Leaves add color to my life

Published 11:59 pm Tuesday, October 20, 2009

Monday, I stepped out into the chilly morning and took a deep breath. I smiled as I recognized the smell of a wood-burning fireplace mingling with the fresh fall air. Autumn is finally here and I celebrated its arrival.

The trees along the banks of the lake announced the impending shift in seasons several weeks ago when the first leaves started changing colors. There were only a few of them sprinkled here and there among the dark green of late summer foliage, but they held the promise of more to come.

Now with cooler temperatures, it won’t be long until the woods are a blaze of orange, yellow, red and even purple. I thought about that this morning as I stood at my door looking at the trees in the distance. I love this time of year when Mother Nature paints the landscape in a final burst of color before settling down for a winter nap.

An e-mail I received sent me on a search to learn more about what happens this time of year and why the leaves turn from green to gold. What I discovered is both interesting and amazing.

It seems the leaves do not actually change colors. The brilliant hues of autumn exist inside them all the time. One Web site explained it this way:

Inside a leaf, there are packages of color. The name of the green packages is chlorophyll. The yellow is xanthophylls and the orange is carotene.

During the summer months, the green package is the dominant one that’s busy producing food for the trees. Because it is so busy, the green color covers up any other colors in the leaves.

When fall approaches, the tree prepares for the change by growing a thin layer of cells over water tubes in the leaves; no more water gets into the leaf. As the Web site explained:

“Without the water, the green chlorophyll starts to disappear and the other colors in the leaf — the yellow xanthophylls packages and the orange carotene packages are seen. The leaves don’t really ‘turn’ a certain color — they just lose their green.”

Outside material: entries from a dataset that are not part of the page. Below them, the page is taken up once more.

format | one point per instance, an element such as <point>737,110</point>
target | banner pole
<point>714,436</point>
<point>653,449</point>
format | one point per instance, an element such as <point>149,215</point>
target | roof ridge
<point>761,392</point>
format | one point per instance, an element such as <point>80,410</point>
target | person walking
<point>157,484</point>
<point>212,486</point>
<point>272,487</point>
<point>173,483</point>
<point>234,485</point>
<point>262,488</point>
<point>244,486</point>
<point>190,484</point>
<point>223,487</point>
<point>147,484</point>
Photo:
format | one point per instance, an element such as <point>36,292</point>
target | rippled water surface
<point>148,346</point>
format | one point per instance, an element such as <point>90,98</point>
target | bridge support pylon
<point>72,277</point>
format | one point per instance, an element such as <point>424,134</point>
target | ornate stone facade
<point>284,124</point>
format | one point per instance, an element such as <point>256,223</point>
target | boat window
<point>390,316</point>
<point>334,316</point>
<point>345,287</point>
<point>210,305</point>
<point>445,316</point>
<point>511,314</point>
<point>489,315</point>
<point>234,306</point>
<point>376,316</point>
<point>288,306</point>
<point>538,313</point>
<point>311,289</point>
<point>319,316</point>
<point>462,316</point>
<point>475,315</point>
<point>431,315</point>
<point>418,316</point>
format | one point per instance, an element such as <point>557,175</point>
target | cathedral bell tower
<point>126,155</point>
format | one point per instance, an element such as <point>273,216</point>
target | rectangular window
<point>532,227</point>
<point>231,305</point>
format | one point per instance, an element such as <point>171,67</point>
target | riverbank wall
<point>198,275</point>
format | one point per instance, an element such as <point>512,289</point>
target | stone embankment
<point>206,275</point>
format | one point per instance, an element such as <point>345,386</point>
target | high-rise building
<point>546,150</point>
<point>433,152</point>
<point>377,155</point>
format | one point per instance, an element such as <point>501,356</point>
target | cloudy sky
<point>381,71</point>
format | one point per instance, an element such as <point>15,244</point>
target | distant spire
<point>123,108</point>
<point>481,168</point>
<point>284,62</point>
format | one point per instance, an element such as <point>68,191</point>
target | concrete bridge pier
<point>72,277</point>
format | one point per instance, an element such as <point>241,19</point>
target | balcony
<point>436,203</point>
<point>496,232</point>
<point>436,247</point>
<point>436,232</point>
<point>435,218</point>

The red or purple leaves are that color because when the layer of cells grows over the water tubes, sugar trapped inside the leaf causes it to look red or purple.

As I thought about the glorious colors we associate with fall, I wondered if there is a lesson here for us humans, a lesson about maturing into our own colors.

What if the real glory of life is not in the busyness that keeps us green — the rush of life to do more, be more, get more. What if true joy comes by slowing down a bit, preparing for the inevitable changes life brings by letting a protective layer of stillness grow so less gets in to upset the calm center.

Perhaps that stillness, that maturity of spirit allows the colors hidden beneath the surface of life to appear and shine with unimagined brilliance. And if, like the purple and red leaves with their trapped sugar, we hold onto a bit of sweetness as we move through life, our souls shine with even more.

That, I think, is a nice thing to contemplate as I breathe in the cool October air enjoying the view of the trees along the lake as the busyness of green gives way to the hidden colors of fall.